Need to know: London- and Manchester-based Emu Films has made its name with low-budget festival favourites including The Goob, Catch Me Daddy, Jawbone and Dirty God. Now the company, which also has a commercials arm called Emu Associates, is stepping up a gear with key hires including producer Louise Palmkvist from Zentropa, and a development slate packed with ambitious projects, including Emu’s first foray into television.
Key personnel: Mike Elliott, Jim Mooney, Walli Ullah, co-founders; Laia Senserrich, head of development.
Incoming: Julian Jarrold’s Sulphur And White is now in post and Steve McQueen’s untitled BBC TV series about a group of friends and their families growing up in west london in the 1970s is set to shoot in spring 2019. Elliott hopes to shoot several feature projects next year, including Gonzalo Lopez’s existential hitman drama featuring Ian McShane; Terence Davies’ Siegfried Sassoon film Benediction, which is now being cast; and Giovanni Maderna’s father-and-son drama Paolo’s Battle Against The Zombies, which will be an Italian co-production (the latter two are being developed with the BFI). Also in development is playwright Anthony Neilson’s Psychics for which Emu has given backer Film4 a shooting draft.
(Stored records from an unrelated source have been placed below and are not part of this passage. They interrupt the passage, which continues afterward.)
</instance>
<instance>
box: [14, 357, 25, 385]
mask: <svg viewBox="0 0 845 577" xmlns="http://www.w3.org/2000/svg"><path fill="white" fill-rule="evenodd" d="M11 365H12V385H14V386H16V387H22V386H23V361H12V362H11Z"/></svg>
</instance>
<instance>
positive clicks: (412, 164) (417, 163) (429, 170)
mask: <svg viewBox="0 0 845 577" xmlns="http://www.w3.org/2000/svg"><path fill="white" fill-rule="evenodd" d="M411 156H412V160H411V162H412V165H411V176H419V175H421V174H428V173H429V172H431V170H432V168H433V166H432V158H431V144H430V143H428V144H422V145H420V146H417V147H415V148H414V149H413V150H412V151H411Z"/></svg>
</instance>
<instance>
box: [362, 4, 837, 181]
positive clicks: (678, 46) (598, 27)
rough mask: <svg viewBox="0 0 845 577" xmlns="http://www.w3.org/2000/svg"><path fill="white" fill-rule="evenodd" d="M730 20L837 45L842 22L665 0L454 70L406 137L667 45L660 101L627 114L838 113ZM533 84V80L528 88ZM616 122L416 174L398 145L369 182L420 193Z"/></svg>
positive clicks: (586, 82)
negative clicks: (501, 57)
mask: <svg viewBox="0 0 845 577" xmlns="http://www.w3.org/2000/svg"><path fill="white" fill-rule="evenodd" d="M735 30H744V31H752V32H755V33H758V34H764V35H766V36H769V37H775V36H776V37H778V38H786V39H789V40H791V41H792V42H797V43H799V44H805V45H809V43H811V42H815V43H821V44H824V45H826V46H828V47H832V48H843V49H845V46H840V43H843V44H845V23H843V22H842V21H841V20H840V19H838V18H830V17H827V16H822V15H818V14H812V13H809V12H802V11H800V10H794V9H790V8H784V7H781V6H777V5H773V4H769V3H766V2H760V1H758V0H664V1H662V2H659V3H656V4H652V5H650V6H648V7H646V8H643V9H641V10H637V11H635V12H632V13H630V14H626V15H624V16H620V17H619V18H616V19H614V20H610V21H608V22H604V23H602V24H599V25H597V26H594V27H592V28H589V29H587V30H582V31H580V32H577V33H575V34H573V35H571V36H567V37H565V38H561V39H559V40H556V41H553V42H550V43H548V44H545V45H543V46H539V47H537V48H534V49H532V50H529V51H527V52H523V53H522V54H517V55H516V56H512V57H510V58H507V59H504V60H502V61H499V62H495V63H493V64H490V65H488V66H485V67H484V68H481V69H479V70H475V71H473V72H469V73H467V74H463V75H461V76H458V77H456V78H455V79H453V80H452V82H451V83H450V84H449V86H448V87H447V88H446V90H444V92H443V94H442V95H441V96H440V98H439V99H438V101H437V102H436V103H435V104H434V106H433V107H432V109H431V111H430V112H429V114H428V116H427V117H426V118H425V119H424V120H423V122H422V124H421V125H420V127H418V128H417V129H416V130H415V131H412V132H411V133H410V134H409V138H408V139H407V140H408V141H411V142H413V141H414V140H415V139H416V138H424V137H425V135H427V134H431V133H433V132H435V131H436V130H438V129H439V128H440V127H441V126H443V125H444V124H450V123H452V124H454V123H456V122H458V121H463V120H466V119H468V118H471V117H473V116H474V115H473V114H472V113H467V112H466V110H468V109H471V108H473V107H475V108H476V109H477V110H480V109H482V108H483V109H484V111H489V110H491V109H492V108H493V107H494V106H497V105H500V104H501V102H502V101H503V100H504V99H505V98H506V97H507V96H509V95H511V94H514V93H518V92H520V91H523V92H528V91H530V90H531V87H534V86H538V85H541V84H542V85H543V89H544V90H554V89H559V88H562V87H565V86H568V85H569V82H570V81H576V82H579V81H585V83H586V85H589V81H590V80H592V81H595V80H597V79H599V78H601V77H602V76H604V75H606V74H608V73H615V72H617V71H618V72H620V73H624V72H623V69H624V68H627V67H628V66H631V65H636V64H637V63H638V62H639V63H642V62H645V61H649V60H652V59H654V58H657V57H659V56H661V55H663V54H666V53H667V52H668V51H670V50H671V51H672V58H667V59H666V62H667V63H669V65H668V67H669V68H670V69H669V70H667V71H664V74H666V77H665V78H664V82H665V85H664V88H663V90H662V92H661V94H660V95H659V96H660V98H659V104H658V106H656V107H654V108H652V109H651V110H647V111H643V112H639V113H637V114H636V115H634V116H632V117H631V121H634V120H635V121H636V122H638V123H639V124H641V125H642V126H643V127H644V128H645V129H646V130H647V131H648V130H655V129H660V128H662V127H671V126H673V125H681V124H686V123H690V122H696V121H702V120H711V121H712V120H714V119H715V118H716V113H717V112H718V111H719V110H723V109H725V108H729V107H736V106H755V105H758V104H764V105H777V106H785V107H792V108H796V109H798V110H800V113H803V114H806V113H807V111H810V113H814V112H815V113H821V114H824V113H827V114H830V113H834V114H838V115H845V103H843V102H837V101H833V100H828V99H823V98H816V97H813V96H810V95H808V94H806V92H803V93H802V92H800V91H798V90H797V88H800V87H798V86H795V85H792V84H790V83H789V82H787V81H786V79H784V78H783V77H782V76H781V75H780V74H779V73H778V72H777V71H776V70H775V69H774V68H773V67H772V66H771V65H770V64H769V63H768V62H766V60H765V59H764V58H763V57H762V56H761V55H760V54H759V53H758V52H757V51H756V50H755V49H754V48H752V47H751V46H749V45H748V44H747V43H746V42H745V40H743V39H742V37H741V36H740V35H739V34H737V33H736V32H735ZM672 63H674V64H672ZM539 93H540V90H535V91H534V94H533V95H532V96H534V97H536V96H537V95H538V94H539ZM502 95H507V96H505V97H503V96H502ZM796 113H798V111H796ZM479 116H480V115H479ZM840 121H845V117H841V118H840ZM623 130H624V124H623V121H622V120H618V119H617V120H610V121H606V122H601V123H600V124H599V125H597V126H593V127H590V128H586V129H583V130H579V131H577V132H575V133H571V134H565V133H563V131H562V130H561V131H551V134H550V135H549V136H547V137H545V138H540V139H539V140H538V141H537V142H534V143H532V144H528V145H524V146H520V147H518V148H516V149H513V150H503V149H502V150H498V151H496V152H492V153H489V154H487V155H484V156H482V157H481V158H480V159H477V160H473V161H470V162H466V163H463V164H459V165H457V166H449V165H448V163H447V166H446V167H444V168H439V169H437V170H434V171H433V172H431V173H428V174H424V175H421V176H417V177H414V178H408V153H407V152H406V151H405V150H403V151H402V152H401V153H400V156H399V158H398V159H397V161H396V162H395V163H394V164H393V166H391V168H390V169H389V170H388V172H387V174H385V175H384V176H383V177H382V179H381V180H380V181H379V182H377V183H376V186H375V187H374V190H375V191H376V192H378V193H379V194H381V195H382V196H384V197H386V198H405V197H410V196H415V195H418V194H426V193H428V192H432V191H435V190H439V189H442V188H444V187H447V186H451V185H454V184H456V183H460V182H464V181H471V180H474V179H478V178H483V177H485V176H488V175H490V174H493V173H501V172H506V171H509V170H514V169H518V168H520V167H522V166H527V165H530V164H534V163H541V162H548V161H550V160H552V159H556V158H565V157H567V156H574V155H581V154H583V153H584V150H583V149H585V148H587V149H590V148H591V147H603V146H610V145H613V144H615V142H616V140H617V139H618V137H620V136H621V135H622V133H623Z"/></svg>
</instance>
The company is now closing the finance on Mitch Jenkins’The Show, based on an original story by Alan Moore about Buddhists and a 1970s cabaret club set in Northampton, and starring Tom Burke and Siobhan Hewlett.
Mike Elliott says: “We’re trying to make bigger versions of what we do. [Catch Me Daddy director] Daniel Wolfe’s Sapphire is set in China and is very distinctive in the way the Wolfe brothers work. We are trying to explore more private-equity opportunities, which is only possible when you have a track record. We’re trying to see how we can grow with some of those filmmakers.”